Once I got her down and out of her grobag, she raced across the room. ‘Aha,’ she said and started tugging, hesitantly at first, on the straps of a hessian bag positioned just above the level of her head on one of her shelves. She looked at me questioningly.
I thought for a minute. Actually, it’s more truthful to say that I didn’t think at all. ‘Go on, pull,’ I said.
I could feel my face crinkling, you see, and the fact that for some reason I still can’t fathom we’d put a load of her old baby crockery in the hessian bag was not really uppermost in my mental processes.
Well, I did say it was first thing in the morning!
‘Poo,’ she said. And the bag duly came tumbling down. Amazingly none of the [non-dangerous, as revealed by later, guilty examination] crockery fell out.
‘Ooh,’ she said. ‘Ooohh.’
I think sometimes that I write this blog to show how special she is. And she is, of course she is. But she’s also joyously, fantastically, just like other kids.
January 23, 2008 at 12:35 pm
Hi, I am not an adoptive parent, but I do have four children (aged 6-19).
I enjoyed your account of the Play Group. Some people are better suited to these type of gatherings than others. I have done them but I have to say that I def have to be in the right frame of mind for them. Perhaps the guy had been talked into going or had had a bad day? Maybe when/if he turns up next week – he’ll be crawling around on the floor playing cars with every child in sight? He perhaps felt self-conscious playing with his child properly in front of others and is great with her at home?
But I found that some parents never wanted to talk. I wondered why they went to the groups – they’d keep their eyes down the whole time and only talk to their own child. Perhaps they were just shy? But generally the men were more talkative and so much more interesting – less obsessed with nappies and the competitive aspect of parenting and more willing to talk about other things. We always had two or three men attend the baby group when my son was little.
Do you find the women chat to you OK? Or do you feel awkward?
January 23, 2008 at 9:10 pm
That’s an interesting question. I tend to find that women don’t really talk to me at the groups and activities I go to – except where it’s adoptive kids only, and there I already had an ‘in’ as G- had met some of the parents.

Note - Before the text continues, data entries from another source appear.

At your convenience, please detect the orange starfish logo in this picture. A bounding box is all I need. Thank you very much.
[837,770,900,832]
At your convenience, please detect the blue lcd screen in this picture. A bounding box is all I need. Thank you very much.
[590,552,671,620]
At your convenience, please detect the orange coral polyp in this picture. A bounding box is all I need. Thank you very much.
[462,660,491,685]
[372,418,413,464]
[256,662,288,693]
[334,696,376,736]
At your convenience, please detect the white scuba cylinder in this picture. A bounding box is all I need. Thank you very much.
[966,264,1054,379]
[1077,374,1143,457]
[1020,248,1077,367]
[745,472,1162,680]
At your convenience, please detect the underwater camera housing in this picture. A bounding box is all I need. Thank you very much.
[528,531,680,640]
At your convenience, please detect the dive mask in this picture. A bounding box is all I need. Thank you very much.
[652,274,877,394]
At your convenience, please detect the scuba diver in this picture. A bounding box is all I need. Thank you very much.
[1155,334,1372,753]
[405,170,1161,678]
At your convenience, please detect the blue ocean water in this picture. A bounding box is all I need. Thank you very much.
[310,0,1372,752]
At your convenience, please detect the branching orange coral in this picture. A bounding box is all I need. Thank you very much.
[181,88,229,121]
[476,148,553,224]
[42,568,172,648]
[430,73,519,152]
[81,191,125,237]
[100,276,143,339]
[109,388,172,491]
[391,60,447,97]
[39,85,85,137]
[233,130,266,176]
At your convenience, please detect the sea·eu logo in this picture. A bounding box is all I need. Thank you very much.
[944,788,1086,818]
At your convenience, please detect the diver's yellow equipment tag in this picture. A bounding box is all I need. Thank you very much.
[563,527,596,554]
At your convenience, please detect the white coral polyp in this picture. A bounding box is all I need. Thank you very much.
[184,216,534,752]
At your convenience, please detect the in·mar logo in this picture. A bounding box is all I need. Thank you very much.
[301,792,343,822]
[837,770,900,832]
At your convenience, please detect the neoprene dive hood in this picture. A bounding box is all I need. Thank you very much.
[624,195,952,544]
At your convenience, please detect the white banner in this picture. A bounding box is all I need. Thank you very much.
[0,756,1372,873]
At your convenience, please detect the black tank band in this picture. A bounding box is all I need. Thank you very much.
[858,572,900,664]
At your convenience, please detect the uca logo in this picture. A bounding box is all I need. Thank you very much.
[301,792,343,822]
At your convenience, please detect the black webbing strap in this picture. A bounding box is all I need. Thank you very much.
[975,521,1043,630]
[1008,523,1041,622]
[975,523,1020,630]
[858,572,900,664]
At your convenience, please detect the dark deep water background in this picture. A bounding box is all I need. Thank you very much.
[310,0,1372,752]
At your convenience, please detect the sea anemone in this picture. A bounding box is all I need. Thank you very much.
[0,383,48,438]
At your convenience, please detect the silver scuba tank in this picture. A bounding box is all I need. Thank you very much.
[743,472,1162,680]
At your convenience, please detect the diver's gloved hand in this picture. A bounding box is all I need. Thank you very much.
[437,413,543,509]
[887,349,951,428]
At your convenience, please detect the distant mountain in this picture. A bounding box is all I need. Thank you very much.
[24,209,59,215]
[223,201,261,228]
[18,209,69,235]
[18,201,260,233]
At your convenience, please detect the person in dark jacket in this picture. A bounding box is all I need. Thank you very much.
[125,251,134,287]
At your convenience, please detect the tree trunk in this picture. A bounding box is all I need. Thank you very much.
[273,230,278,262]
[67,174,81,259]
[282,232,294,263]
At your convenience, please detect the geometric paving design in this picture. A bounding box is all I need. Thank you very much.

But I’ve still to try quite a few groups in the areas, so things might be different there.
Actually the really interesting thing is that some of the women I know who’ve adopted say that it’s difficult for them to break the ice at non-adoptive groups too. Is that because many of the people at these events already know each other from ante natal classes and the like?
This ties in with another post of mine – Help – where I talk about the need for support from people who have an insight into the particular needs of adoption.